Sourde oreille et oreille sourde.

Si vous saviez comme cette oreille de toute une vie me mena de galère en galère, m’obligeant à déployer des trésors de stratégies !
Il en fallut du courage pour naviguer dans ce monde pas toujours attentif et bienveillant.
Je me suis tapi dans l’ombre, une grande partie de ma carrière, de ma vie aussi, et malgré les appels de ma hiérarchie supérieure qui m’invitait à sortir des coins obscurs, caché pour ne pas être vu, j’ai fait la sourde oreille.

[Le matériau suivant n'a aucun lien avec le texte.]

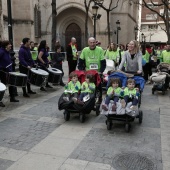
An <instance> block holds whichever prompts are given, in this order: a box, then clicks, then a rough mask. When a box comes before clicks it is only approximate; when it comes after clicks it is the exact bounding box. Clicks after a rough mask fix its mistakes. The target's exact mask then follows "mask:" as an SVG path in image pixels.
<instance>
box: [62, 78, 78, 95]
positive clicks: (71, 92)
mask: <svg viewBox="0 0 170 170" xmlns="http://www.w3.org/2000/svg"><path fill="white" fill-rule="evenodd" d="M80 89H81V84H80V82H79V81H77V82H76V83H75V84H74V83H73V82H72V81H70V82H69V83H68V84H67V85H66V86H65V92H64V93H65V94H67V93H78V92H79V91H80ZM68 91H70V92H68Z"/></svg>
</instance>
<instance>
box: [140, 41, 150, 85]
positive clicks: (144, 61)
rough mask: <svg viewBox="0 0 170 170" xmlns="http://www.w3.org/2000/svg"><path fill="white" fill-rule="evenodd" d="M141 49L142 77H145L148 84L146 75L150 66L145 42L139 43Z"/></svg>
mask: <svg viewBox="0 0 170 170" xmlns="http://www.w3.org/2000/svg"><path fill="white" fill-rule="evenodd" d="M141 51H142V68H143V73H144V77H143V78H144V79H145V81H146V83H147V84H149V83H150V82H149V81H148V76H149V66H150V65H149V57H150V54H149V53H148V51H147V50H146V46H145V44H142V45H141Z"/></svg>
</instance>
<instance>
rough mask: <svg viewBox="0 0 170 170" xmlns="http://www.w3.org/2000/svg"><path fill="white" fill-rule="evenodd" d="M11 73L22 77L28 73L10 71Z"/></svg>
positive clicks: (26, 75)
mask: <svg viewBox="0 0 170 170" xmlns="http://www.w3.org/2000/svg"><path fill="white" fill-rule="evenodd" d="M9 75H14V76H21V77H27V75H26V74H23V73H19V72H9Z"/></svg>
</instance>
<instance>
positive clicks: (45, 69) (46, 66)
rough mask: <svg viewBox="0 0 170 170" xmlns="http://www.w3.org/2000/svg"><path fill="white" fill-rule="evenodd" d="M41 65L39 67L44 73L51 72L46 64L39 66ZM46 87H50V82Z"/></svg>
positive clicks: (47, 81)
mask: <svg viewBox="0 0 170 170" xmlns="http://www.w3.org/2000/svg"><path fill="white" fill-rule="evenodd" d="M38 65H39V67H40V69H42V70H44V71H46V72H49V71H48V66H46V65H44V64H40V63H39V64H38ZM46 86H48V81H47V83H46Z"/></svg>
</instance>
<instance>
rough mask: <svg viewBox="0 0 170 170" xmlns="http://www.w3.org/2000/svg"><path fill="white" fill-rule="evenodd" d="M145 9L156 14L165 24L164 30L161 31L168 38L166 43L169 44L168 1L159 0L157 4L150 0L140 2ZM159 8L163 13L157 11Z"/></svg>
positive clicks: (169, 32) (154, 2)
mask: <svg viewBox="0 0 170 170" xmlns="http://www.w3.org/2000/svg"><path fill="white" fill-rule="evenodd" d="M140 5H142V6H144V7H146V8H148V9H149V10H150V11H152V12H153V13H155V14H157V15H158V16H159V17H160V18H161V19H162V20H163V22H164V23H165V29H163V28H162V29H163V30H164V31H165V32H166V34H167V38H168V43H170V3H169V1H168V0H159V1H158V2H157V3H155V1H154V2H153V1H152V0H149V1H148V0H142V4H140ZM156 7H157V8H156ZM158 7H159V9H160V7H161V8H162V9H163V13H160V11H158V10H157V9H158Z"/></svg>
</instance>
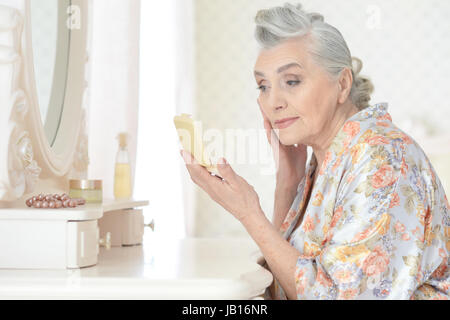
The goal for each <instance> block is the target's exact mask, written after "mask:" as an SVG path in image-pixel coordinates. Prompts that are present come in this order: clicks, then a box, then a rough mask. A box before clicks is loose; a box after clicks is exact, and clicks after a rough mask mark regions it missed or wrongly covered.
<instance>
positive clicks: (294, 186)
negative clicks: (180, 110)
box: [182, 4, 450, 299]
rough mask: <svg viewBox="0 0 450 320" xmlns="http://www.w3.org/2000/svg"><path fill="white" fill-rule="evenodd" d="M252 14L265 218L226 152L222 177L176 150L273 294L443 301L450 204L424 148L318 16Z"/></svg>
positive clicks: (307, 15) (334, 30)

J’ai refusé des postes qui m’auraient tiré vers le haut, de la fonction de conseiller pédagogique à celle de chercheur dans la même catégorie.
Mon oreille sourde et l’autre à l’ouïe défaillante m’interdisaient toute avancée dans la lumière. L’ombre était mon élément et de là j’observais le monde en catimini.

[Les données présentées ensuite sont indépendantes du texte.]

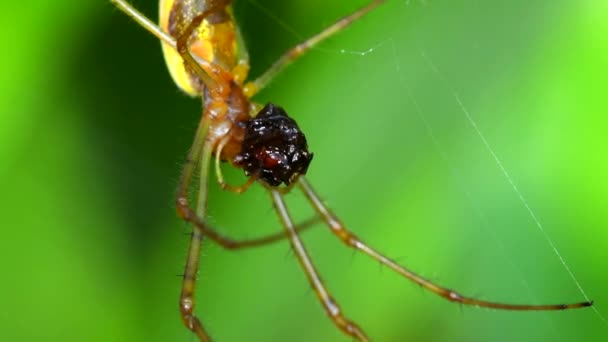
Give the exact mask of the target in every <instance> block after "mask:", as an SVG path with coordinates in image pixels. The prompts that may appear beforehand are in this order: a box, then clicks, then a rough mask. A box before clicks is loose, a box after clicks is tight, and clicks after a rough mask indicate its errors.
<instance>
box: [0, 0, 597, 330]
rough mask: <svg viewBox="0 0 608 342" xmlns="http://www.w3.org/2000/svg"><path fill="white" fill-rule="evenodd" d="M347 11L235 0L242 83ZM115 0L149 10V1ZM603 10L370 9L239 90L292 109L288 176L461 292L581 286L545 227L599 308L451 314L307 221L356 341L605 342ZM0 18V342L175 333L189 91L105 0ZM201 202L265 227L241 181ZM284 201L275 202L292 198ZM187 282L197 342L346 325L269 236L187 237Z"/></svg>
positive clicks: (448, 7) (180, 255) (189, 141)
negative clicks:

J’en ai fait une force, une autre force en m’épargnant d’être trop souvent le champion du quiproquo. Le quiproquo qui fait rire mais qui fait fuir aussi, qui plonge dans la honte.

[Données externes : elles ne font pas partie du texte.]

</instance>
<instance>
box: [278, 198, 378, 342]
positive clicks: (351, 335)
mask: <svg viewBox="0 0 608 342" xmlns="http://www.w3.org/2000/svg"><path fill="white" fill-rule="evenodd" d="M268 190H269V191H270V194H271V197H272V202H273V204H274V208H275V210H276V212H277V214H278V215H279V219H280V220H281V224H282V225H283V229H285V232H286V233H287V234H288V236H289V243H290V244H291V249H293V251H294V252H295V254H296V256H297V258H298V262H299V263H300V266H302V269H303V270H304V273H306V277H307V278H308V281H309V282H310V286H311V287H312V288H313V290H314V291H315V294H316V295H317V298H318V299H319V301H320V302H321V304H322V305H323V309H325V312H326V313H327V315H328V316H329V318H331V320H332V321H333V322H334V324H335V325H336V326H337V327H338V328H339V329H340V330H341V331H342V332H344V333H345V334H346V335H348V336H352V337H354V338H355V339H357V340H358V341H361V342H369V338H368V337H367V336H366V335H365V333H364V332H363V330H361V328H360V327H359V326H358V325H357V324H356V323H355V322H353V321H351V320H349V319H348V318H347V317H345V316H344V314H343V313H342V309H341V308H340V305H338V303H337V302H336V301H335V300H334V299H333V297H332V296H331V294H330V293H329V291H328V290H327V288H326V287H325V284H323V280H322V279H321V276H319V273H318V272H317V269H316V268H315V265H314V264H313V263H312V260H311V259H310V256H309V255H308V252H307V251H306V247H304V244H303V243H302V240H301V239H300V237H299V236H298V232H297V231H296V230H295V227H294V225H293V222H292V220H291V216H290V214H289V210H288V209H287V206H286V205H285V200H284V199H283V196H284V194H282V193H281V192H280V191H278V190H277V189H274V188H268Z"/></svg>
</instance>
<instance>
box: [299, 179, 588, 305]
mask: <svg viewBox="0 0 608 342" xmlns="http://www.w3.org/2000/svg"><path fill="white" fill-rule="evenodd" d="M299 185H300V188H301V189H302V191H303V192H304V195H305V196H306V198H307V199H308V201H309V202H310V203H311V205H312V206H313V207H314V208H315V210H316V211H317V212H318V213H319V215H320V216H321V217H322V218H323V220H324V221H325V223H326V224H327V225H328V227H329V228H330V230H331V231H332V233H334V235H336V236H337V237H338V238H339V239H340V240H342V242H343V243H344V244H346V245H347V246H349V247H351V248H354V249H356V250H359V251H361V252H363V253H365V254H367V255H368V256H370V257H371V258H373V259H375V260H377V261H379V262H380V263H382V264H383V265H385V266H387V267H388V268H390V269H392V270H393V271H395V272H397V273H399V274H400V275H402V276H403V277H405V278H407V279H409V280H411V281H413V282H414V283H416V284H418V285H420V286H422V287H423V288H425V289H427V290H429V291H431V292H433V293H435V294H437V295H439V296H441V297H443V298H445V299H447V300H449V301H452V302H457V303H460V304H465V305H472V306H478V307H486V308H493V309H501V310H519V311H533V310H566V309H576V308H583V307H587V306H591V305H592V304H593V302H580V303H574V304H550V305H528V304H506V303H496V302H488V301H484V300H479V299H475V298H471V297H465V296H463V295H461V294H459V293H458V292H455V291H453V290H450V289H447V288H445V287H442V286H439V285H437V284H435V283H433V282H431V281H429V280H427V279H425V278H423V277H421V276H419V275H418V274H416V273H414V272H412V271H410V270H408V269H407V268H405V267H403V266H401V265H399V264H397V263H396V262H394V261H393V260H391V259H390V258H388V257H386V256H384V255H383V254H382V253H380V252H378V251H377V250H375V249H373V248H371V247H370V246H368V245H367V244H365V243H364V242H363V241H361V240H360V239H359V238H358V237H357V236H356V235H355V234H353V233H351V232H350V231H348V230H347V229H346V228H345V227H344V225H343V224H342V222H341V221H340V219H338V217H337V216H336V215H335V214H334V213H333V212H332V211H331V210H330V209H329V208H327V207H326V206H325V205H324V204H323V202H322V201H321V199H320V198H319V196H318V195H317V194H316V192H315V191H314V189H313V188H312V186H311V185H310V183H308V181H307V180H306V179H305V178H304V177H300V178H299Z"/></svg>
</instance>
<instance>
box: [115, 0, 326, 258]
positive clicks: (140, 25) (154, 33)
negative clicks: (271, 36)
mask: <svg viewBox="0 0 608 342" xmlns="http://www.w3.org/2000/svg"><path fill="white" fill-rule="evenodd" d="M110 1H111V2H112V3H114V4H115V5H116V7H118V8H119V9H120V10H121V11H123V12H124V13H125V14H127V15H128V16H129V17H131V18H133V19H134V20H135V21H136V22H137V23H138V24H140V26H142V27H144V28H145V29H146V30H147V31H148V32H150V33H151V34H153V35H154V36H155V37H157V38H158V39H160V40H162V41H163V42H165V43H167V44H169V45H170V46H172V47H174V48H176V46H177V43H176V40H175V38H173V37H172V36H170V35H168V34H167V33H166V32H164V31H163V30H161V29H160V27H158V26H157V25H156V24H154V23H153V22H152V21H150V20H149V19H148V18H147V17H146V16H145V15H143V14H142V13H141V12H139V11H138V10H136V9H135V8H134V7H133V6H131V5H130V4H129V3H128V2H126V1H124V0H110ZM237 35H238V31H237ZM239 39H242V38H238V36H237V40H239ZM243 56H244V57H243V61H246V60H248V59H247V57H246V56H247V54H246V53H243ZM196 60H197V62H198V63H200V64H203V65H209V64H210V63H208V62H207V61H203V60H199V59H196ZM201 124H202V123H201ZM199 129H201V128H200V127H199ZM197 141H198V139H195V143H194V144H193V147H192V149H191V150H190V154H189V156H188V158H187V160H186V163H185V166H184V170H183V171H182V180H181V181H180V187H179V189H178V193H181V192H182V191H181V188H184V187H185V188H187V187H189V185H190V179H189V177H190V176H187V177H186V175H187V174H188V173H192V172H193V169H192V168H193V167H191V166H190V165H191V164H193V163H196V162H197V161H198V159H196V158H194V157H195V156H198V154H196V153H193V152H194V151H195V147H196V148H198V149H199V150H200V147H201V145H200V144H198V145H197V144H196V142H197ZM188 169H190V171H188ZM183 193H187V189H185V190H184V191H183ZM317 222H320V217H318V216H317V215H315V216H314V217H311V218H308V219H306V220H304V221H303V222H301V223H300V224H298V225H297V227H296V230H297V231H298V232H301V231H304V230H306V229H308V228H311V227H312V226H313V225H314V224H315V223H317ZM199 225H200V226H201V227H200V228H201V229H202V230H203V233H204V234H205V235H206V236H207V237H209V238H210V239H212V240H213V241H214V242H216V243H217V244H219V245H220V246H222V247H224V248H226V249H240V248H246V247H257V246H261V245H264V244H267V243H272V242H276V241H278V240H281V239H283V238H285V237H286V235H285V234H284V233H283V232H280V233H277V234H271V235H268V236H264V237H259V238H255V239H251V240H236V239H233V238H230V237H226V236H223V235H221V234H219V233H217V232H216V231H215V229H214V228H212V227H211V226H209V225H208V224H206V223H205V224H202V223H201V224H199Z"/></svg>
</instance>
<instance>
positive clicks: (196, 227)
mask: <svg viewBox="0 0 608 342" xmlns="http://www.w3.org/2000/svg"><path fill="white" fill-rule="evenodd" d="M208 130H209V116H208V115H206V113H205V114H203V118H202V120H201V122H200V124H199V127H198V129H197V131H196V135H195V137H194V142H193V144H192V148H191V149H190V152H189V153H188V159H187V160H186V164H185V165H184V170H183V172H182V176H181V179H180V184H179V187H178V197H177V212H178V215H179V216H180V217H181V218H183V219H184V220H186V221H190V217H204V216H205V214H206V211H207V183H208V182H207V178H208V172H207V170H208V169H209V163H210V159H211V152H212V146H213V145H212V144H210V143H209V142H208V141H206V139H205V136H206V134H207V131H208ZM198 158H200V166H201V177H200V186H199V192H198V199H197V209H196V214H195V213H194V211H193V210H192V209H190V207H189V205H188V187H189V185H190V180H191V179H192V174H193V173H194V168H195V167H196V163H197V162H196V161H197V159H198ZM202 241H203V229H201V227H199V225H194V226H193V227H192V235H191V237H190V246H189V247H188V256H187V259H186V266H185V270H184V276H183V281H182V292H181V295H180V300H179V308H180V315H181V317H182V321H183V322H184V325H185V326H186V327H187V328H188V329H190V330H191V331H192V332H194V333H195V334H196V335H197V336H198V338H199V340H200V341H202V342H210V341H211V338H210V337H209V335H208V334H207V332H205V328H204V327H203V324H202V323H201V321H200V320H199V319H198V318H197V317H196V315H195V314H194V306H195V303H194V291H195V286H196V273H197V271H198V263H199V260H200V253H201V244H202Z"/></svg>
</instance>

Il n’y a pas plus sourd que celui qui ne veut pas entendre, certains l’ont cru et m’ont fait comprendre que je faisais la sourde oreille alors que j’étais dur de la feuille.
Ils l’ont cru, parfois. Sans doute à cause du grand décalage entre mon analyse, mon sens de l’observation et mon attitude d’homme perdu ou fuyant. Un homme décalé, semblant égaré, parfois hagard, dans le monde des humains. Je filais, souvent tête basse, on me prenait pour un prétentieux… on me l’a fait savoir. Je cherchais simplement à éviter des situations trop perturbantes pour le petit personnage que je suis.
Je ne m’en plains plus aujourd’hui, je m’en suis plutôt bien sorti.
Me voilà debout et fier de mon parcours qui a frisé plusieurs fois la catastrophe.
Alors que j’arrive sur le dernier chemin de ma vie, j’ai l’impression d’avoir atteint une grande sérénité. Je blague, je cabriole, je fais le fou, je dis ce que je veux et au diable qui rigole encore de ce personnage extravagant, paraissant bouché à l’émeri mais au regard franc et pointu !

Demain, je vais me présenter devant mes villageois.
Je vais parler de mon ouvrage « A l’ombre de l’école ». J’attends ce moment avec impatience, j’y vais sans inquiétude. Naguère, je ne dormais pas la veille d’une animation pédagogique.
Lorsque je débutais, j’ai dû affronter une salle de 105 enseignants pour présenter ma fonction encore méconnue. Ce fut un haut fait d’armes car la personne qui devait diriger la séance, prise de panique, a vomi et à dû être évacuée de la salle. Totalement inconscient, dans un état second de survie, j’ai rassemblé toutes mes forces, parlant sans arrêt pour ne pas subir de questions. J’ai tenu jusqu’au bout.
Comme un fakir en lévitation, j’ai camouflé mon infirmité aux yeux d’une si grande assemblée.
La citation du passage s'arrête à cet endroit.